The Algorithm That Maximizes the Accuracy of k-Classification on the Set of Representatives of the k Equivalence Classes

Abstract

The article formulates the Dictionary Recognition problem, which is relevant for a wide range of applied problems: word recognition in a noisy audio signal for natural language processing tasks or in a noisy electromagnetic signal, recognition of visual patterns in limited visibility, and much more. A Dictionary Recognition problem is finding a set of words from a given set to maximize the classification accuracy of the words in the dictionary without losing semantic representation. The idea of solving the problem is to represent a set of objects (encoded as a sequence of symbols or visual sequences) in the form of a k-partite graph, where each partite of the graph corresponds to a group of objects with a certain common feature (equivalence class).
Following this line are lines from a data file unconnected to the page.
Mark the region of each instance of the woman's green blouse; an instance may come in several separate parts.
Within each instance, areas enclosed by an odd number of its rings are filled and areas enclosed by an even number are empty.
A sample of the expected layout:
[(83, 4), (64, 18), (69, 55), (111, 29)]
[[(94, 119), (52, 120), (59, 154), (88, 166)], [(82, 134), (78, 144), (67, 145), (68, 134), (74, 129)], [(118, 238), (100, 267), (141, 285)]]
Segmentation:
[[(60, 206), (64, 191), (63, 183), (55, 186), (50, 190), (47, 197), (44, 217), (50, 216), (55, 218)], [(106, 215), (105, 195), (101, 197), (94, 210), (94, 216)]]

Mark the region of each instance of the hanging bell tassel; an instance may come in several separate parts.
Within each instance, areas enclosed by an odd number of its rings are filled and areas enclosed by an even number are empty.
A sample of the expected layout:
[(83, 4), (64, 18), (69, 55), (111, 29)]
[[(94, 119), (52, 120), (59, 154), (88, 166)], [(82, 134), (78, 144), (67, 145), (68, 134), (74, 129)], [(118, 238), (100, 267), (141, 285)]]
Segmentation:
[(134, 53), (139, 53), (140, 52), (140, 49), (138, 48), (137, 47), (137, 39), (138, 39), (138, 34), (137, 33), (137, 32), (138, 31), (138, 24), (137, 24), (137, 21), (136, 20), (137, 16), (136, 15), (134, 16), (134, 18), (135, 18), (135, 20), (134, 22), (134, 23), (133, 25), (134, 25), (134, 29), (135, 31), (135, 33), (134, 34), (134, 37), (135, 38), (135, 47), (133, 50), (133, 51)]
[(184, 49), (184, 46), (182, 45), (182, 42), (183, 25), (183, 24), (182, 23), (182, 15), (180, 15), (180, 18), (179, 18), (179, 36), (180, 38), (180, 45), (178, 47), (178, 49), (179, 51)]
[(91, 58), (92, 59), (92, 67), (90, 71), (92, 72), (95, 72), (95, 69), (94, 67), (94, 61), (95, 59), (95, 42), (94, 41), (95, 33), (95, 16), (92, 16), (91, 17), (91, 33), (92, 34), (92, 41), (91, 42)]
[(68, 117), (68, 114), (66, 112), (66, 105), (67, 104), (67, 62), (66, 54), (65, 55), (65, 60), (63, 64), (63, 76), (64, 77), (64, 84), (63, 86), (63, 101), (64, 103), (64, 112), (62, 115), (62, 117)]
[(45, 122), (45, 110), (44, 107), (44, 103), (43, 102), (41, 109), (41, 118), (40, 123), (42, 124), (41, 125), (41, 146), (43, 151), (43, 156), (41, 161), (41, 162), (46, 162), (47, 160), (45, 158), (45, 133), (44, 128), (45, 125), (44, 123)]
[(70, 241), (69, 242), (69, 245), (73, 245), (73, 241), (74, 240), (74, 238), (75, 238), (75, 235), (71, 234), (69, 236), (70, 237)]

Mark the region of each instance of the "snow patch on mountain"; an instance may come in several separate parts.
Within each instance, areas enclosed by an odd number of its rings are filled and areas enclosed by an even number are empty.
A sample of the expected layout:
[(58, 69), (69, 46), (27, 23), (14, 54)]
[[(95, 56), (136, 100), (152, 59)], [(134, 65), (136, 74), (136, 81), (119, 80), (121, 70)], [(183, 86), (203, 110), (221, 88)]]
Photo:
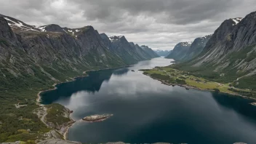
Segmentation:
[(236, 18), (231, 18), (231, 20), (235, 22), (236, 24), (233, 25), (237, 25), (239, 22), (241, 22), (241, 20), (243, 20), (242, 17), (236, 17)]
[(45, 30), (45, 27), (47, 27), (47, 25), (44, 25), (44, 26), (36, 26), (36, 28), (39, 28), (41, 30), (41, 31), (47, 31)]

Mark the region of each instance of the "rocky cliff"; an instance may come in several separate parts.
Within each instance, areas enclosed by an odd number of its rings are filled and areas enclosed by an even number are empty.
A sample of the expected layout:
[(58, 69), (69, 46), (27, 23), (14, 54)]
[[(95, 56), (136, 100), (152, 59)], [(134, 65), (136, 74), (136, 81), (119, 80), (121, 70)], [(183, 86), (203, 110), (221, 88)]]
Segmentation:
[(205, 47), (212, 35), (207, 35), (204, 37), (196, 38), (191, 44), (191, 47), (182, 59), (183, 61), (190, 60), (198, 56)]
[(108, 49), (128, 64), (157, 57), (151, 53), (151, 51), (153, 51), (151, 49), (143, 49), (133, 42), (129, 42), (124, 36), (113, 36), (109, 38), (105, 33), (100, 36)]
[[(35, 26), (0, 15), (0, 108), (3, 113), (12, 113), (0, 116), (0, 142), (26, 141), (44, 135), (38, 132), (47, 127), (33, 113), (39, 91), (71, 81), (84, 71), (152, 58), (143, 57), (142, 49), (132, 47), (124, 36), (108, 42), (92, 26)], [(25, 106), (20, 109), (15, 108), (17, 103)], [(20, 119), (29, 119), (29, 124)], [(52, 127), (61, 129), (54, 124)]]
[(225, 20), (199, 57), (180, 68), (196, 71), (235, 87), (256, 89), (256, 12)]

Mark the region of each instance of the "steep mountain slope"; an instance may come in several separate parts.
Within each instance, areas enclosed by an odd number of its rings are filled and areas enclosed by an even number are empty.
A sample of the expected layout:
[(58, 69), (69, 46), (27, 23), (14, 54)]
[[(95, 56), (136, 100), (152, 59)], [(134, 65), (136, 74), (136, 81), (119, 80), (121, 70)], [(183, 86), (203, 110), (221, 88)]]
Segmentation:
[(136, 49), (137, 53), (139, 54), (141, 57), (143, 57), (145, 60), (155, 57), (149, 55), (146, 51), (145, 51), (138, 44), (135, 44), (133, 42), (129, 42), (129, 44), (131, 44), (131, 46), (132, 47), (134, 47)]
[[(124, 66), (145, 59), (124, 36), (113, 44), (111, 49), (92, 26), (34, 26), (0, 15), (0, 142), (34, 140), (49, 132), (33, 113), (39, 91), (70, 81), (84, 71)], [(26, 106), (17, 108), (17, 103)]]
[(159, 56), (167, 57), (171, 52), (171, 51), (157, 49), (155, 50), (155, 52)]
[(200, 55), (180, 68), (235, 87), (256, 89), (256, 12), (244, 18), (225, 20), (215, 31)]
[(172, 52), (166, 57), (166, 58), (172, 58), (175, 60), (183, 60), (191, 47), (191, 44), (192, 42), (178, 43), (176, 44)]
[(198, 56), (205, 47), (205, 45), (208, 42), (209, 39), (212, 35), (207, 35), (204, 37), (196, 38), (191, 44), (188, 51), (182, 59), (183, 61), (189, 60), (196, 56)]
[(133, 42), (128, 42), (124, 36), (108, 38), (106, 34), (102, 33), (100, 36), (108, 49), (128, 64), (156, 57), (154, 55), (148, 53), (148, 51), (152, 51), (151, 49), (144, 49)]
[(153, 50), (152, 50), (152, 49), (149, 48), (148, 46), (142, 45), (140, 47), (143, 49), (144, 51), (145, 51), (152, 57), (159, 57), (159, 55), (157, 55)]

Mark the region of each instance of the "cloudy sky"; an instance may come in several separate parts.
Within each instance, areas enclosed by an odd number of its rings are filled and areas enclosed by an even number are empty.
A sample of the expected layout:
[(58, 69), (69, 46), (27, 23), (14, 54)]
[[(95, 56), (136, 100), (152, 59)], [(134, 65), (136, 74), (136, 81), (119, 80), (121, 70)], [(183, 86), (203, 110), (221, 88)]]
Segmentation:
[(256, 0), (0, 0), (0, 13), (28, 24), (92, 25), (153, 49), (213, 33), (231, 17), (256, 11)]

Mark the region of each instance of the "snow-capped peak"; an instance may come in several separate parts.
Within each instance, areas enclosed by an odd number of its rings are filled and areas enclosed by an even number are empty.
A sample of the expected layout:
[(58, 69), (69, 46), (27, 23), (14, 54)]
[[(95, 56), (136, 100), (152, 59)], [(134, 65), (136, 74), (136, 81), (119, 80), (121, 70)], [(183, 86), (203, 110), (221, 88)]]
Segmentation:
[(186, 41), (186, 42), (181, 42), (180, 44), (182, 46), (189, 46), (193, 43), (193, 41)]
[(109, 37), (109, 40), (111, 40), (111, 41), (116, 41), (116, 40), (119, 40), (120, 38), (123, 37), (123, 36), (111, 36)]
[(236, 17), (236, 18), (231, 18), (231, 20), (235, 22), (235, 25), (237, 25), (239, 22), (241, 22), (241, 20), (243, 20), (242, 17)]
[(20, 20), (12, 20), (7, 17), (4, 17), (4, 18), (7, 21), (8, 25), (12, 28), (20, 28), (20, 29), (25, 29), (25, 31), (39, 31), (38, 30), (33, 28), (33, 26), (28, 27), (27, 25), (25, 25), (24, 23)]

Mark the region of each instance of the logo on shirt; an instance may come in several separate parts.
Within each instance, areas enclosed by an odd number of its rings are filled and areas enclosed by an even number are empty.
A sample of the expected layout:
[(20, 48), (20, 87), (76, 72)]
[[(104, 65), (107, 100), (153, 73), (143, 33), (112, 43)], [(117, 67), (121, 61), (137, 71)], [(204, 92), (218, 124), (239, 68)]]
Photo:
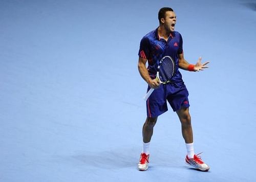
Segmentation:
[(185, 101), (183, 102), (184, 104), (188, 104), (188, 101)]

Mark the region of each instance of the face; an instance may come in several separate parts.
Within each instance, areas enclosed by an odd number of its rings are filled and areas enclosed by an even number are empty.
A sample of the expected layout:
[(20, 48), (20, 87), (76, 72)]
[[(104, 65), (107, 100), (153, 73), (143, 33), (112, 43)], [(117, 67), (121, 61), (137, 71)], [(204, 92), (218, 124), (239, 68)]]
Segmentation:
[(174, 32), (175, 24), (176, 24), (176, 15), (173, 11), (166, 11), (165, 18), (162, 18), (161, 21), (163, 23), (164, 28), (167, 32)]

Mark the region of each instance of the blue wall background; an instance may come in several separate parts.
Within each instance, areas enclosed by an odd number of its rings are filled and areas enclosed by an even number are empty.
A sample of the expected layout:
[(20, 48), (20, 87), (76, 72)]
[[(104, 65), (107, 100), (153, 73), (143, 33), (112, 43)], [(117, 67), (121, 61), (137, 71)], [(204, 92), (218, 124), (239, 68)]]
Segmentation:
[[(141, 38), (173, 8), (197, 152), (188, 168), (178, 117), (159, 118), (137, 170), (146, 83)], [(1, 1), (0, 181), (252, 181), (255, 163), (255, 1)]]

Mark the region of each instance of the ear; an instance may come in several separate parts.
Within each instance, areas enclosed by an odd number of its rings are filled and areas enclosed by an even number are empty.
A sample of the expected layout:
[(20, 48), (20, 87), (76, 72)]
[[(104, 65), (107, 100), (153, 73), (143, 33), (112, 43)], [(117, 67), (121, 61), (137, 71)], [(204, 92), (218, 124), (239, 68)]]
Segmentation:
[(164, 24), (164, 22), (165, 21), (165, 19), (164, 18), (162, 18), (160, 19), (161, 22), (162, 24)]

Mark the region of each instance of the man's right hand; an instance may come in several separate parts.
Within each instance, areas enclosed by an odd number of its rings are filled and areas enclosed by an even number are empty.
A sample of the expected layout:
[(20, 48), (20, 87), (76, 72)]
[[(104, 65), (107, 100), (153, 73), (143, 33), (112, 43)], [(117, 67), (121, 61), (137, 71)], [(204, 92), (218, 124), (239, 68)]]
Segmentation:
[(159, 82), (159, 80), (157, 78), (155, 78), (154, 79), (152, 79), (150, 78), (148, 80), (148, 85), (150, 85), (151, 88), (156, 89), (159, 87), (160, 85), (160, 83)]

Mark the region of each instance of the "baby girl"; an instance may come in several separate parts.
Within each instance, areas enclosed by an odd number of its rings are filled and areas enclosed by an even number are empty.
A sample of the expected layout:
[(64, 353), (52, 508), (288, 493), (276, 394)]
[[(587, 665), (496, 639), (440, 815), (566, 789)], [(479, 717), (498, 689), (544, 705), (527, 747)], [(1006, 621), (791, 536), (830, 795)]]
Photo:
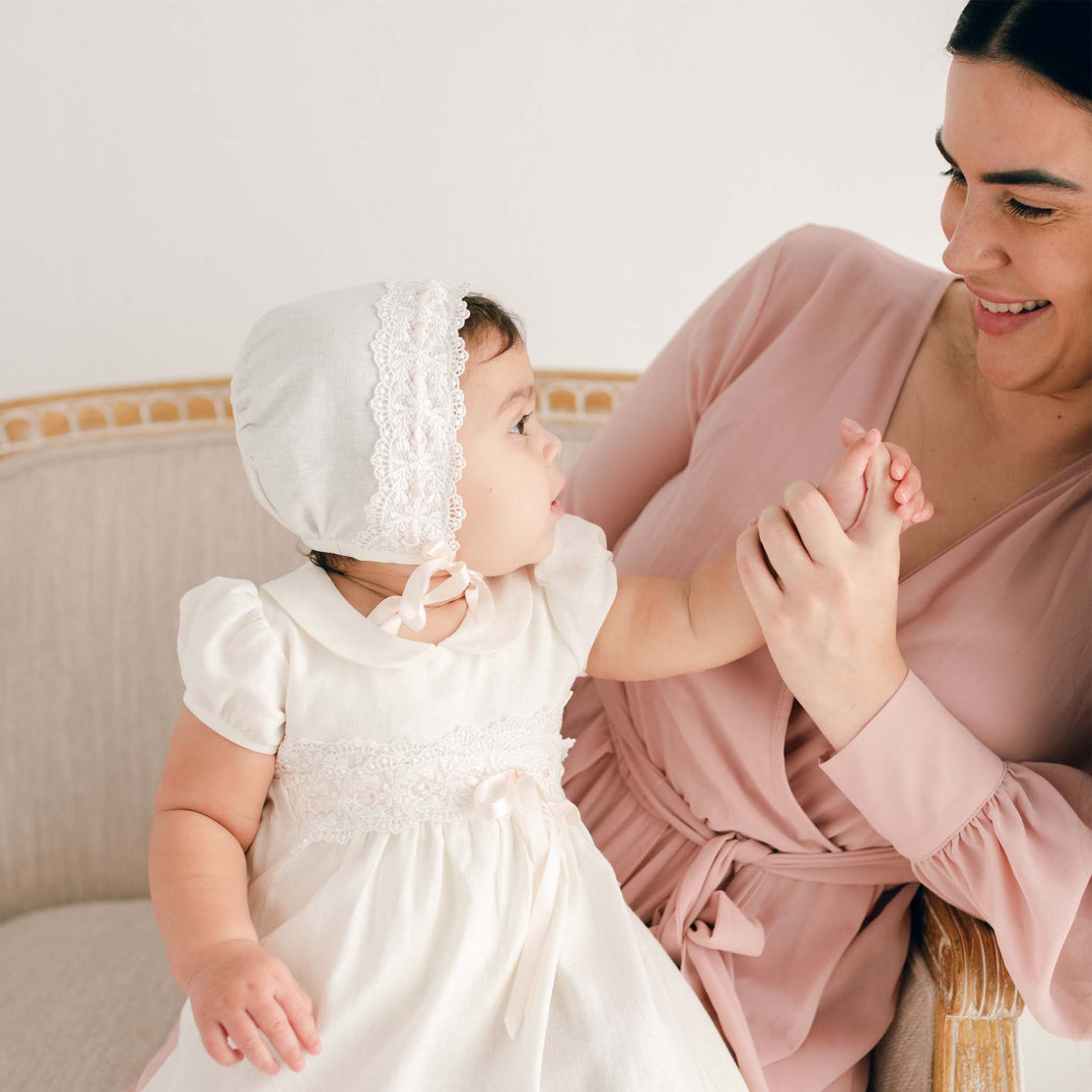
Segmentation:
[[(559, 731), (579, 676), (761, 644), (734, 555), (619, 577), (558, 501), (518, 325), (463, 288), (276, 308), (232, 401), (310, 557), (182, 596), (150, 874), (186, 1002), (136, 1088), (741, 1092), (565, 799)], [(916, 470), (854, 432), (819, 486), (841, 525), (927, 519)]]

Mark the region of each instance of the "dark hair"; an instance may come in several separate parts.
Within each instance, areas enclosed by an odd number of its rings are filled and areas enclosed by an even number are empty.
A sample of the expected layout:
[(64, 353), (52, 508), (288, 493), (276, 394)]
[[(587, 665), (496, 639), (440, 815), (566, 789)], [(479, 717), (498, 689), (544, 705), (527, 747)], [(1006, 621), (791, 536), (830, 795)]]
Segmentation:
[[(468, 349), (479, 345), (490, 333), (497, 334), (501, 343), (494, 356), (500, 356), (513, 345), (523, 343), (523, 330), (519, 317), (506, 310), (495, 299), (472, 295), (464, 296), (463, 301), (471, 313), (462, 324), (459, 336)], [(344, 554), (325, 554), (317, 549), (312, 549), (308, 558), (327, 572), (343, 573), (346, 567), (353, 565), (353, 558), (345, 557)]]
[(1092, 109), (1092, 0), (971, 0), (948, 52), (1019, 64)]

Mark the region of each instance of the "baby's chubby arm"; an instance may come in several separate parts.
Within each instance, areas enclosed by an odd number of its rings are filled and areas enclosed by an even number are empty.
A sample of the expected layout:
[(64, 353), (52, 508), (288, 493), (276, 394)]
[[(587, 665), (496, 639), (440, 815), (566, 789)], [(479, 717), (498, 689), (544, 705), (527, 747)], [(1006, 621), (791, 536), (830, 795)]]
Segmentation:
[[(841, 426), (846, 450), (818, 486), (843, 531), (865, 497), (865, 470), (880, 434), (848, 422)], [(902, 448), (888, 444), (891, 473), (885, 479), (903, 530), (933, 515), (921, 491), (921, 474)], [(735, 551), (713, 558), (689, 580), (626, 575), (587, 657), (595, 678), (641, 681), (703, 672), (732, 663), (765, 643), (744, 593)]]
[(280, 1066), (259, 1030), (296, 1071), (304, 1068), (300, 1042), (312, 1054), (320, 1049), (311, 999), (259, 945), (247, 903), (246, 851), (274, 763), (275, 756), (232, 743), (183, 707), (156, 792), (149, 851), (167, 961), (205, 1049), (221, 1065), (246, 1057), (270, 1076)]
The task is to find such a set of representatives of the k equivalence classes on which the k-classification accuracy by the classifier H meets certain criteria: (1) maximum classification accuracy; (2) maximin accuracy—the binary classification accuracy of every two objects is not lower than a certain value. The proposed Maximin Algorithm provides k-partite cliques with a maximin worst-case classification accuracy and belongs to the P-class. The Maximal Algorithm provides k-partite cliques with the maximum total weight (the problem belongs to the NP-hard class). The presented algorithms select a set of representatives optimally in terms of classification accuracy for the certain classifier and runtime. The algorithms increase classification accuracy when using classical classification methods without additional optimization of the classifiers themselves. We tested the algorithms on simulated data and provide an open-source project on GitHub. The results of the Maximin and Maximal Algorithms give 4-, 8- and 16-classification accuracy close to the best accuracy (obtained by brute-force enumeration) and better than the median accuracy by more than 20% for the support vector machine classifiers. Furthermore, the algorithms increase the selection speed of representatives by five orders of magnitude compared to the brute-force algorithm with a slight loss of accuracy.